- The best LCD 3D pictures yet
- Excellent features
- Mostly good 2D pictures
- It’s difficult to get a convincingly good contrast
- Panel innovations make it a touch expensive
- A bigger screen would give more 3D impact
Review Price £834.90
Design and specs
Back in early April, we found Panasonic’s L32DT30 to be something of a revelation.
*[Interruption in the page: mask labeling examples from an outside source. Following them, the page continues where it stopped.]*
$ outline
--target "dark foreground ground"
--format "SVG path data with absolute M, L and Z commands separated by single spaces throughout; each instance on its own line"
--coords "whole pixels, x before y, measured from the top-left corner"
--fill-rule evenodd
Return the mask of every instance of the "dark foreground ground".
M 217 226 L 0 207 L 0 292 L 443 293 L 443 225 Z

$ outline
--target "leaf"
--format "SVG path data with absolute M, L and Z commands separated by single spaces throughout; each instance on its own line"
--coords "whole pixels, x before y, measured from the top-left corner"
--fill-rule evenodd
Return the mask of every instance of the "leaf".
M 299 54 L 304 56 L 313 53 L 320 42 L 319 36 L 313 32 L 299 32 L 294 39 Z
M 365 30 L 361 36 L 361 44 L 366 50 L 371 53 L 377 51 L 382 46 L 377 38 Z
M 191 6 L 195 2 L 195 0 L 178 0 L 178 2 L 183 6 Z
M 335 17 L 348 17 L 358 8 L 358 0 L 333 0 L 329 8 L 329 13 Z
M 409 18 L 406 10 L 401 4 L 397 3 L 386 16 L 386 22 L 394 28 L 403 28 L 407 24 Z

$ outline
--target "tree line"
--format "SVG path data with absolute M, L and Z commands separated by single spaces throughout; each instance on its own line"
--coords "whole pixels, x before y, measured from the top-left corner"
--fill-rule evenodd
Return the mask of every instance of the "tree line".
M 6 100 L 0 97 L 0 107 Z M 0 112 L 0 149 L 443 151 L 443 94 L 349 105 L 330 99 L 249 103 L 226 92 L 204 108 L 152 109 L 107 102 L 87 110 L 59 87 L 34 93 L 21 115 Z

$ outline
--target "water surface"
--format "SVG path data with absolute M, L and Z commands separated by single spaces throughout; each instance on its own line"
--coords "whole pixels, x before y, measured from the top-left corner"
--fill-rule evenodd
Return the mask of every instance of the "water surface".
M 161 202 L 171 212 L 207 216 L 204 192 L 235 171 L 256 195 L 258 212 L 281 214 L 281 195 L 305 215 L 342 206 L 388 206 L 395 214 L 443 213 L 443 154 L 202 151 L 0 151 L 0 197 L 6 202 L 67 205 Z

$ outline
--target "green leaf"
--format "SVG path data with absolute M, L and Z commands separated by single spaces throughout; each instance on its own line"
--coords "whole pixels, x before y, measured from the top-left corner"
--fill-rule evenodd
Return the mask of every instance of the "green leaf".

For while we’d seen a few promising 3D LCD models, the L32DT30 was the first one that proved definitively to us that LCD can do pretty much as well with full HD active 3D pictures as plasma technology.
Yet we still couldn’t quite give the L32DT30 an overall score higher than an 8. First because 32in just didn’t seem big enough to make 3D look convincing, and second because its price (which was then £880) just seemed too high.
With a bit of luck, then, the L37DT30 will make it easier for us to show Panasonic’s really quite innovative new LCD panel technology the love it deserves. For as well as being a substantial 5in bigger, we’ve also found the L37DT30 selling for £20 less than the best price available on its smaller sibling at the time we reviewed that set.
The L37DT30’s extra size starts to make a positive impact before we’ve even turned it on. For it allows you to better appreciate the subtle elegance of the DT30 design, with its exceptionally well built and slim black bezel, offset very pleasantly by a silvery metallic trim.
The flagship (LCD) nature of the L37DT30 is apparent in its connections too. For as well as four HDMIs there’s an abundance of multimedia support including a trio of USBs (where we’d usually only optimistically expect to find two), a LAN port, a D-Sub PC port, and an SD card slot.
The LAN port can be used to jack the TV into your network for either accessing files stored on a DLNA PC, or else it can provide your portal into Panasonic’s new Viera Connect online platform. More on this later.
If all this talk of LAN connections sounds a bit old-fashioned, then you can make the TV wi-fi ready as well. But you’ll need a separate USB wi-fi dongle which sadly isn’t included as standard with the TV and will therefore cost you an extra £75 or so if you go for Panasonic’s official solution.
The SD card slot and USBs can, obviously, be used for direct playback of a completely workable if not exhaustive selection of multimedia file types, including video formats as well as photos and music. Plus the USBs can be used for recording from the digital tuners to correctly formatted USB HDDs.
The plural use of tuners back there was no mistake, for in keeping with all of Panasonic’s high-level TVs, the L37DT30 has a Freesat HD tuner as well as a Freeview HD one.